Он совсем растерялся и не заметил протянутой к нему руки Бурченко, которую тот, подержав минуту на воздухе, улыбнувшись, спрятал в боковой карман. Он видел только Ледоколова, стремительно бросившегося к дверям.
Движение это, впрочем, было весьма естественное: аудиенция кончилась, они попрощались и должны были уходить; другой двери из комнаты, где они сидели, не было...
— Иван Илларионович, мы вам не мешаем? — кокетливо произнесла Адель, появившись в отворенных настежь дверях.
За ней виднелось полное, слегка смущенное лицо Фридерики Казимировны и ее пухлая рука, бойко делавшая Лопатину какие-то знаки.
— Мы уже кончили! — раскланялся Бурченко и хотел пройти мимо.
Адель, кошечкой, самой шаловливой, ласковой кошечкой, подбежала к Лопатину и наивно принялась теребить борт его парусинового пальто.
— А мы в саду гуляли! — говорила она. — Мы прошли через двор и оттуда в маленькую калиточку, — там есть такая маленькая-маленькая калиточка; — я проскочила легко, а мама — ха-ха-ха! Мама чуть-чуть не завязла!
— Какая ты болтушка, Ада! — бормотала Фридерика Казимировна. — В твои лета и так шалить!..
— Как в мои лета? — удивилась Адель. — Ведь ты же говорила, что тебе тридцать пять; ты вышла замуж двадцати — значит, мне только... ха-ха-ха! — колокольчиком залилась Адель, сообразив результат своего вычисления.
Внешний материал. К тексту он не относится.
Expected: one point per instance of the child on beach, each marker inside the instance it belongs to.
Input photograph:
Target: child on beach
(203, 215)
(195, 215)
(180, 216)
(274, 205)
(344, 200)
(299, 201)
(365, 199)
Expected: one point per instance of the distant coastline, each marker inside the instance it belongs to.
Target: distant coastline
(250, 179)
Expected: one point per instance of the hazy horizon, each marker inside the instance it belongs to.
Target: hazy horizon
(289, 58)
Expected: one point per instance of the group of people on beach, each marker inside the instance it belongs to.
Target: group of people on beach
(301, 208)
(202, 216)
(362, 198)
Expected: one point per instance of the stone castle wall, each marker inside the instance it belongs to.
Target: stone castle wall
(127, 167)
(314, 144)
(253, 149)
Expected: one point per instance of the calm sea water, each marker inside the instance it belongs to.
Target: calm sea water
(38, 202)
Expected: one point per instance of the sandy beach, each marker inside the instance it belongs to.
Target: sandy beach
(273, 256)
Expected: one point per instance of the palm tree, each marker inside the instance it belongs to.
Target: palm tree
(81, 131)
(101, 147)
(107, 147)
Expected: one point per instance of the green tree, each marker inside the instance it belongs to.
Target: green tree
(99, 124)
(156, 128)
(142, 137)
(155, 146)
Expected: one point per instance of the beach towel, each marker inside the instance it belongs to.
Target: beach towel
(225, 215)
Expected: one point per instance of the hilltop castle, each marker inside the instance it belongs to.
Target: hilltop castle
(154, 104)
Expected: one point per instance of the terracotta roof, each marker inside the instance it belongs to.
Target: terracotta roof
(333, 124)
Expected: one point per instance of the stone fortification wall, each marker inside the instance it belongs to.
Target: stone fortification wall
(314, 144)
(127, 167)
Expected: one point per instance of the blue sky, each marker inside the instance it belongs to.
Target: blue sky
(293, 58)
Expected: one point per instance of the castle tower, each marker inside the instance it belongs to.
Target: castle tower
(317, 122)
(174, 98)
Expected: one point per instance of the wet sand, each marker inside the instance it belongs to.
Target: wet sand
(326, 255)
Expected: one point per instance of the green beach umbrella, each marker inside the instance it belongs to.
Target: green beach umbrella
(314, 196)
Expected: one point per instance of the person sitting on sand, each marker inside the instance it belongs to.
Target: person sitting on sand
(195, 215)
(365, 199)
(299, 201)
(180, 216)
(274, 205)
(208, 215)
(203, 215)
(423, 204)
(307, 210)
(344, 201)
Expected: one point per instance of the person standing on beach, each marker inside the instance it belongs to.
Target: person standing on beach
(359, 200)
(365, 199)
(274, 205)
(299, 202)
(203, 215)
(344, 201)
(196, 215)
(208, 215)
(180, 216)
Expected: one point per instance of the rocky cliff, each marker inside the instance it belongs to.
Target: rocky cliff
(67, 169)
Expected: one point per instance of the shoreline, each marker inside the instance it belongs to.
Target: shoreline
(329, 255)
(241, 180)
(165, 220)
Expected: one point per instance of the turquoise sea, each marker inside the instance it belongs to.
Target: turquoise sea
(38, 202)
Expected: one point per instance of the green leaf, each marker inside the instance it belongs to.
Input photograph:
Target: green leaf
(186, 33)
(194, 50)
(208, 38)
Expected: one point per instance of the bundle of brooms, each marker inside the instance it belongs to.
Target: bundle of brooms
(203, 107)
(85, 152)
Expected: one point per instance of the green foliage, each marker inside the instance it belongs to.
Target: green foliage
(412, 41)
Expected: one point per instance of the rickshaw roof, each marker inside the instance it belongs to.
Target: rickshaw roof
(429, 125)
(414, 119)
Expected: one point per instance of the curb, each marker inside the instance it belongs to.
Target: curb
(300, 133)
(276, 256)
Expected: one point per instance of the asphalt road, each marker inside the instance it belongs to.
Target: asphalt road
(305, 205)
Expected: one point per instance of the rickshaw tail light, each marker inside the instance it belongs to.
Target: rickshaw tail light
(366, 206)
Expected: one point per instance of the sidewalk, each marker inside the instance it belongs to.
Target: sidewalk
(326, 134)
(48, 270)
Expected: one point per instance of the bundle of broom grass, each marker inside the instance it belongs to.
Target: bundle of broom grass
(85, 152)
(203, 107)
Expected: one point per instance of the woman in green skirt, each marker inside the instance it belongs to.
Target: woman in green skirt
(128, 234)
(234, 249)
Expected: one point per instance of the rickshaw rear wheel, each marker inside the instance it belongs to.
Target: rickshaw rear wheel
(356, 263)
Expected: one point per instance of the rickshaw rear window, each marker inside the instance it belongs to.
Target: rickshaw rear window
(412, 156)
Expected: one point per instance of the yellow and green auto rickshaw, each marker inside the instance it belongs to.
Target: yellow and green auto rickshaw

— Ребенок! — томно произнесла маменька.
— А мы видели вас в саду, — обратилась Адель к Бурченко. — Ну, как вы доехали? Вы прежде нас приехали в Козалы? И охота вам была ехать в этом поганом экипаже — ах, как он надоел нам! Зато на пароходе как было весело!.. Здравствуйте, Ледоколов; мы вас тоже видели... я даже вам махнула платком. А вы посмотрели, постояли на террасе и ушли... Мы ведь с вами уже три дня как не видались...
— И эти три долгих дня... — начал было Ледоколов, но Адель не дала ему кончить.
— Вы уже наговорились о делах; мы так и думали, когда шли сюда. Вечер такой прекрасный! Мы будем пить чай вместе, у нас. Надеюсь, что я имею на это право?
Она посмотрела через плечо на Лопатина таким задорным, вызывающим взглядом.
— Гм, гм... и прекрасно! — впору спохватился Иван Илларионович. — После сядем в преферанс или ералаш. Вас двое, я и Фридерика Казимировна...
— Этот вечер у меня может быть свободным! — равнодушно произнес Бурченко.
— Мне так приятно... — согнулся по направлению к Адели Ледоколов.
— Шалунья! — наладила все одно и то же Фридерика Казимировна.
— Извините, я распоряжусь! — как-то глухо произнес Лопатин, пошатнулся немного, побледнел и быстро вышел из комнаты.
— О, чтоб его черти взяли! Чтоб его там, в этих горах, первой глыбой придавило! Чтоб ему шею свернуть на первой круче! — причитал Иван Илларионович кому-то ему всякие благие желания, допивая третий стакан воды со льдом. — Скорее, скорее отправить их в горы, подальше, куда-нибудь подальше! Ух!.. — вздохнул он, наконец, и стал натирать себе виски губкой, намоченной в туалетном уксусе.
— Барыня к себе чай пить просят... Там уже и гости! — доложил парень в поддевке.
— К дьяволу убирайся! — захрипел Лопатин и закашлялся. — Скажи, что иду сейчас! — добавил он несколько покойнее, когда тот, изумленно вытаращив глаза, задом стал пятиться к двери, не понимая, за что это так осерчал его смирный в обыкновенное время хозяин.
Общество расположилось на террасе «дамской половины». Солнце садилось, и густая синеватая тень расползлась по саду. Чай разливать взялась Фридерика Казимировна, которая и заняла место за серебряным самоваром.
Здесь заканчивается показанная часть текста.